If one had to summarize an ML project into 3 steps, what would they be?
Preparation, Training, Deployment.
What is the Big Picture step in ML project preparation?
It involves understanding the real-world problem, defining the mechanism, and identifying the learning problem.
What is emphasized in the Big Picture step of ML?
The goal is not to build a model, but to understand and define the real-world problem.
What does problem classification mean in the Big Picture step?
It is identifying whether the problem is classification, regression, supervised, etc.
Why is measurement important in the Big Picture step?
Because it determines how outcomes are quantified and learned.
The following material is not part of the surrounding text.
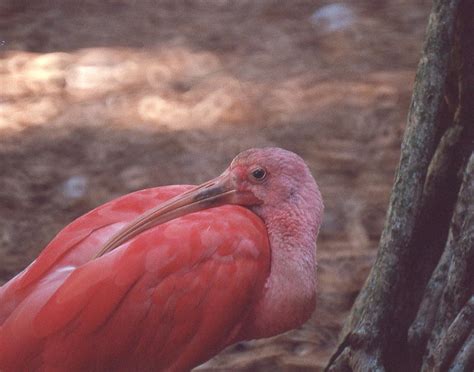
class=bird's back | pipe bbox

What are the 4 typical issues in the Get Data step?
- Nonrepresentative data, 2. Poor-quality data, 3. Irrelevant features, 4. Overfitting/Underfitting.
What can be done to address poor-quality data?
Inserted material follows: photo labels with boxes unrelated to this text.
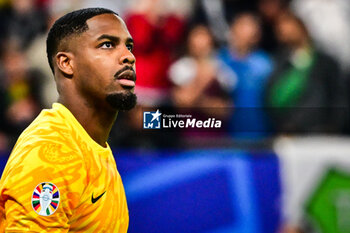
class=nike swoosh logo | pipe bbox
[91,191,106,204]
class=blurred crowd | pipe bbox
[0,0,350,151]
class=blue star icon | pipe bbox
[151,109,162,122]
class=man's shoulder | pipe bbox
[11,110,84,163]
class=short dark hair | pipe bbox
[46,8,118,73]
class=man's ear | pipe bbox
[55,52,74,77]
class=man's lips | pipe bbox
[117,69,136,87]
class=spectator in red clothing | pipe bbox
[126,0,184,106]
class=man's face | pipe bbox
[70,14,136,110]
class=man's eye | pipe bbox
[126,44,134,51]
[101,41,113,49]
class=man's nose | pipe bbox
[120,47,136,65]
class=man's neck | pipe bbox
[58,96,118,147]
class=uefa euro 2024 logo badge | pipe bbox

Remove outliers, fill in missing values (imputation), or remove features/instances.
Which 3 steps make up the ML pipeline?
Prepare data, Train model, Fine-tune model.
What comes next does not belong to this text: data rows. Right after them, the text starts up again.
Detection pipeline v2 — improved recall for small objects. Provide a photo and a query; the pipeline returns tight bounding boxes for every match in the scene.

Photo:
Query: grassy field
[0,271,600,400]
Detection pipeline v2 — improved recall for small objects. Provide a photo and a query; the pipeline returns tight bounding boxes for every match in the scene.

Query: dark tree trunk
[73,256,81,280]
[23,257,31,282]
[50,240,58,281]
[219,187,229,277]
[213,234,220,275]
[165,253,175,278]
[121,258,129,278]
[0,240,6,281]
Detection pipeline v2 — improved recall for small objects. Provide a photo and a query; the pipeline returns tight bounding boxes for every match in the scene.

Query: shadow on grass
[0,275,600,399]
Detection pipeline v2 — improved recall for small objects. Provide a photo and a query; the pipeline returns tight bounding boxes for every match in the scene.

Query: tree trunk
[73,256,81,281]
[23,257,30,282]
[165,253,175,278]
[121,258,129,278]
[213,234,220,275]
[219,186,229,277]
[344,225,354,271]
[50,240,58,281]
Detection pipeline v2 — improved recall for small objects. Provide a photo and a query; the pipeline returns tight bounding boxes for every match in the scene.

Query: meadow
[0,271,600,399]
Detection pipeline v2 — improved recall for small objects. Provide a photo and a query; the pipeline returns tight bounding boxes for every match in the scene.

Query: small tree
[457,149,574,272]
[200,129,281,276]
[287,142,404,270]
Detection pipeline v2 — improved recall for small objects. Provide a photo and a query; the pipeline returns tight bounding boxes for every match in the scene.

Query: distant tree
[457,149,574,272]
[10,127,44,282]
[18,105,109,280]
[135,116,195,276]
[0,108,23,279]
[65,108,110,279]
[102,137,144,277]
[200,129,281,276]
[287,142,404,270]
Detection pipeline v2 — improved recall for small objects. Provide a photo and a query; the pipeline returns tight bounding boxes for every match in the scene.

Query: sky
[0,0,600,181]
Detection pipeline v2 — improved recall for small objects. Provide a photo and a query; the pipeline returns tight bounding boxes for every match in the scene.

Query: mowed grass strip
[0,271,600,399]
Which 3 steps make up the preparation part of an ML project?
Big picture, Get data, Discover/visualize.
What does deployment mean in ML?
Making the model available for use, and monitoring its performance.
Which 2 steps make up the deployment phase?
Present solution and Maintain system.
What is a pipeline in ML?
A sequence of automated steps that includes preprocessing, training, and evaluation.
What is standardization?
Scaling data so that it has zero mean and unit variance.
What is normalization?
Scaling data to fit within a specific range, usually [0,1].
What is a problem with normalization?
It is sensitive to outliers.
What is an alternative to normalization that is robust to outliers?
Robust scaling.
What is robust scaling?
A method that uses interquartile range to scale features, reducing sensitivity to outliers.
What is categorical feature encoding?
Transforming categorical variables into numerical format for ML models.
What is one-hot encoding?
Encoding categorical variables as binary vectors with a single high bit.
What is imputation?
The process of filling in missing values based on known data.
What are types of imputation algorithms?
Mean/median imputation and kNN imputation.
What is oversampling/undersampling?
Techniques to handle imbalanced data by adjusting the class distributions.
What are SMOTE and ADASYN?
Oversampling techniques that generate synthetic data points between existing minority samples.